After reading all of the available materials, I think you have mischaracterized the petition and have missed the mark as to why this petition should not be accepted. The petitioner is not asking for encryption to be allowed for all traffic on all ham bands, as you have suggested at your site:
"FCC is currently processing a request for rule-making, RM-11699, that would allow the use of Amateur frequencies in the U.S. for private, digitally-encrypted messages."
This is a grossly misleading statement, as it overbroadens the actual scope of the petition. When boiled down, the petition is really only asking for one new thing:
"(c) intercommunications when participating in emergency services operations or related training exercises which may involve information covered by HIPAA or other sensitive data such as logistical information concerning medical supplies, personnel movement, other relief supplies or any other data designated by Federal authorities managing relief or training efforts "
For (c) to be valid, there must be emergency services operations happening. No encrypted operations would be authorized at any other time, and certainly there would be no general authorization to send encrypted traffic over Amateur Radio except under these narrowly-defined circumstances.

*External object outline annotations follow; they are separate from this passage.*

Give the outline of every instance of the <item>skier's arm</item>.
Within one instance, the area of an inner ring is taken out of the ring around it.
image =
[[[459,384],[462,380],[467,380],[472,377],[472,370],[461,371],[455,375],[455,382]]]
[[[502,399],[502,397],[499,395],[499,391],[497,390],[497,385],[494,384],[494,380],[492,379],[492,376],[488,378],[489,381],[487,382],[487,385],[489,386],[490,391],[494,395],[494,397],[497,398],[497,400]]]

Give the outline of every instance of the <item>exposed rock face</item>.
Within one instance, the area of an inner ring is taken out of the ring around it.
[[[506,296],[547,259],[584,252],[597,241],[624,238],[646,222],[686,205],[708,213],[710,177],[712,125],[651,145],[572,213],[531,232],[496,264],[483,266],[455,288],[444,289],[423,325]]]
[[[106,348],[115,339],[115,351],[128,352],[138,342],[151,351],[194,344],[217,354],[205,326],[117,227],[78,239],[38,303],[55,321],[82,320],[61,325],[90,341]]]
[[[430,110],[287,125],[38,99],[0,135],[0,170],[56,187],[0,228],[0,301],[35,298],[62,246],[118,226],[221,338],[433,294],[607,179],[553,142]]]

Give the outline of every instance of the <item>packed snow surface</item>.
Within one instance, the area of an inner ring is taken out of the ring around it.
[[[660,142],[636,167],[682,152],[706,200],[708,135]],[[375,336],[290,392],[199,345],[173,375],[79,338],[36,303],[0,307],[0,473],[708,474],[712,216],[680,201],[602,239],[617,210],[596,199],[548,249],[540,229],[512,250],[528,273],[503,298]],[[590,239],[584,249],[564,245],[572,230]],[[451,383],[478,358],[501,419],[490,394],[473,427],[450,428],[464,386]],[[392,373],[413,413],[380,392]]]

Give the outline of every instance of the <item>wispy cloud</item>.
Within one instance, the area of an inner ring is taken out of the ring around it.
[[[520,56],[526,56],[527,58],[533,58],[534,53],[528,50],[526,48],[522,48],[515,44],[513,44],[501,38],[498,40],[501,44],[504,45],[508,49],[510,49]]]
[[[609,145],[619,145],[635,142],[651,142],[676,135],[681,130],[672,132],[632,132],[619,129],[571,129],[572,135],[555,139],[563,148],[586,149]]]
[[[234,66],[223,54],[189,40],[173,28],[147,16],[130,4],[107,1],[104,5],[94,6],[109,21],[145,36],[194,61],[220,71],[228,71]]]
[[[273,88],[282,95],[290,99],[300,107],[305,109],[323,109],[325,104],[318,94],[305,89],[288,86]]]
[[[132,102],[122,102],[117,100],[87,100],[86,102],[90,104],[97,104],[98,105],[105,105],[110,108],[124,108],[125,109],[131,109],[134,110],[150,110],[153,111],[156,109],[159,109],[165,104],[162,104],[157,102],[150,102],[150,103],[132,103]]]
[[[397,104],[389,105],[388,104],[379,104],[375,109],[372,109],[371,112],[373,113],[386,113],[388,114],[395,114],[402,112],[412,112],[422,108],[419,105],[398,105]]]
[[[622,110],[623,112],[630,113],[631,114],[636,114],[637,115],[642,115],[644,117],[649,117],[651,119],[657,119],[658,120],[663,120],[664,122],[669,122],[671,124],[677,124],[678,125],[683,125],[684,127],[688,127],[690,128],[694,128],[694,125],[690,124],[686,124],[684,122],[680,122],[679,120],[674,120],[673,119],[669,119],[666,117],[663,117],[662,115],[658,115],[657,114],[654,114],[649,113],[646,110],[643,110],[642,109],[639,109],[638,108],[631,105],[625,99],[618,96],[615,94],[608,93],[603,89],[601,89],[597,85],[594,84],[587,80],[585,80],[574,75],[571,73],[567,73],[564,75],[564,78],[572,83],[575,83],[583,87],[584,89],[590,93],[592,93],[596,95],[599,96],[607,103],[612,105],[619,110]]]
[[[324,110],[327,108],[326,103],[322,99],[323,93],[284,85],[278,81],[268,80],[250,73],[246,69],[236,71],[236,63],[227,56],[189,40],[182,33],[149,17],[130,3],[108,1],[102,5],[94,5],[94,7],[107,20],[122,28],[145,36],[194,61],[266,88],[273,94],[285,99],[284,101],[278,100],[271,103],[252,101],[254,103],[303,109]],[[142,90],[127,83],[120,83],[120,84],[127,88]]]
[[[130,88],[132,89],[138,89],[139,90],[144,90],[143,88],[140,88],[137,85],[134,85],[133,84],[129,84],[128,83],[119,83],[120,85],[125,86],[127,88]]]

That said, this is still a bad idea, except for other reasons. The potential for abuse here is not in the use of Amateur Band by unauthorized persons. The potential for abuse here lies in the misuse of the Amateur Bands as a Law Enforcement or Emergency Services medium, which is completely contrary to the mission and purpose of Amateur Radio. Indeed, all emergency services are already granted their own spectrum, upon which encryption is allowed. Anyone acting in a medical emergency service who could possibly be the authorized recipient of PHI is going to also be equipped with a radio operable in these bands.
In essence, this proposal would serve to "militarize" Amateur Radio in times of emergency, and possibly be abused by the State to quash the voices of Amateur Radio operators during a declared emergency, and even prevent them being able to lend assistance.
Furthermore, it would appear that the petition is moot, since HIPAA already has provisions for the "incidental disclosure" of PHI during the treatment of patients. These provisions were included to address the specific problem this petition seeks to address, which is the use of unencrypted radio systems to communicate between emergency services personnel to facilitate the treatment of patients in the field. So, there is no need to allow encryption to "protect" those who are authorized to transmit and hear PHI under HIPAA. They are already protected.
Amateur Radio operators have no business participating either directly or indirectly in the treatment of patients outside of rendering first aid or other Good Samaritan works that are already completely protected from liability by Law.
In conclusion, the laws as they are written today provide for the communication and indirect disclosure of PHI by emergency services personnel over unencrypted radio systems, and Amateur Radio rules allow non-Amateurs to use the Amateur Bands under the supervision of a licensed operator. There is nothing that needs to be done, and the petition should be dismissed as moot.